Cheryl slid off the couch and reached down to pick up the shawl.
Her mother shuffled away, “Chris?”
“Chris isn’t here mom.” Cheryl took a robe from her closet and put it on before following her mother. “He’s gone to summer camp. He’ll be back in a week.”
Cheryl wrapped the shawl around her mother again and pulled her shoulders back, an encouraging gesture to get her to turn towards the stairs so that she could put her back to bed. But she wouldn’t go. She jerked her shoulder forward.
“Chris, sweetheart. I’ve got that chocolate you love.”
“He’s not here, mom.” Cheryl dropped her hands.
“We just talked this morning,” her mother insisted.
She let her mother shuffle across the kitchen, and watched her open the front door and walk outside. The doorway was empty, and she strained to hear her mother dragging her feet against the deck, the gravel in the driveway. But there was nothing. The whole house was suddenly still, and darkness seemed to flood it. She wanted to walk towards the door, but her feet were like two blocks of cement. Unable to move, grounded in the spot where she had picked up her mother’s shawl. It was aged, ragged and worn. It was unraveling, falling loosely towards the ground, transforming into one single thread of yarn.
She stepped towards the door, her mind a mist of sleep and confusion. She walked outside to find her mother there, leaning over the rail, sobbing. The image seared in her mind, and no other movement her mother made registered in her vision. There was only an old, confused woman doubled over the deck; she was barely recognizable.
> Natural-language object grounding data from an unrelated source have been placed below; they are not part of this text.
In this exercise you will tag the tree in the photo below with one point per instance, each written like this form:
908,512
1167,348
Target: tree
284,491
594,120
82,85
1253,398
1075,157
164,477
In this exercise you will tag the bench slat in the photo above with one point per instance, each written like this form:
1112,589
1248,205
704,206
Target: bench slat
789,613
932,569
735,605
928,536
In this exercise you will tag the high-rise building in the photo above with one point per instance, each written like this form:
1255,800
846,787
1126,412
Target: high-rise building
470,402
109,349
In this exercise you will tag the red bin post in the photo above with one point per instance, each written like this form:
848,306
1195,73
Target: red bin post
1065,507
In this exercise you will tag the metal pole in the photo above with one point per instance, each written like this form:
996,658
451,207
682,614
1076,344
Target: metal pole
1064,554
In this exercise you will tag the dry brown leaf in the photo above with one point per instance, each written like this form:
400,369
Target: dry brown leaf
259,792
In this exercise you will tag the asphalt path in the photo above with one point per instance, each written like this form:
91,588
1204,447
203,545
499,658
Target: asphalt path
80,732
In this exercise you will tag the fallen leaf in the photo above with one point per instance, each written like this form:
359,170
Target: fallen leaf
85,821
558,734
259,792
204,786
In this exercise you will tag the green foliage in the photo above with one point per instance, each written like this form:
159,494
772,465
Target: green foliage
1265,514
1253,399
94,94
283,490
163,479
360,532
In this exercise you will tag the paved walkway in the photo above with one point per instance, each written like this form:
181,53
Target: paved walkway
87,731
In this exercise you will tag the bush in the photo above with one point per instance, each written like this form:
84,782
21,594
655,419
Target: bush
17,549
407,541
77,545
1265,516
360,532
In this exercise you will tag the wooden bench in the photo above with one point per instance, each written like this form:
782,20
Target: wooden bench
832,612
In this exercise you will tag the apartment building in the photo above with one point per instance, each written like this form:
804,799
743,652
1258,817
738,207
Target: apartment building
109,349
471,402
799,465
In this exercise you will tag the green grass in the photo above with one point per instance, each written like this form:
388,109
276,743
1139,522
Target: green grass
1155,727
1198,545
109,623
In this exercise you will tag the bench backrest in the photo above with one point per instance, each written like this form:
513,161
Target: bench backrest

“Mom,” Cheryl said, finally moving towards her mother.
“I wanted to see Chris. Tell him to come here,” her mother said.
Cheryl stopped. She watched her mother lean away from the rail, pressing her body upwards in an attempt to uncurl her back and hold herself steady as she looked into Cheryl’s face. And Cheryl strained to see her mother’s eyes. But there was only the shadow of a woman, a silhouette of her mother standing there in the darkness. Only silence lingered there between them. It was several minutes before it was broken.
“I am so sorry.” Her mother’s words seemed deliberate, as if she were savoring an uncommon moment of clarity.
“Momma?” The words emerged from Cheryl’s mouth, some hesitation on her tongue created a stutter. Cheryl wasn’t sure if this was her mother speaking, or the disease that had stripped her of lucidity. Was she hallucinating, did she really know what she was saying?
“I should have said do what you need. I trust you.”
“I don’t understand,” Cheryl said.
Her mother’s arms shook as she continued to prop herself up. Cheryl stepped closer, and her vision focused. Her mother’s form filled out. Cheryl recognized the face, hidden in small folds of wrinkled skin. There was no critical stare, no disapproval.
Her mother’s arms collapsed, and she fell to the deck. Her body tucked in on itself, almost completely still. Cheryl ran to her and wrapped her up in the shawl. She embraced her mother, and buried her face in her mother’s hair just as she’d done as a child.
Cheryl didn’t know how much time had passed before her mother shifted beneath her. She stood up and helped her mother to her feet, tucking her arms beneath her mother’s and leading her towards the empty house.
“Chris, honey, come get some candy.”
Cheryl started to hush her mother but stopped herself. Instead, she listened to her mother’s buoyant tone transform with each word until it softened to a sob.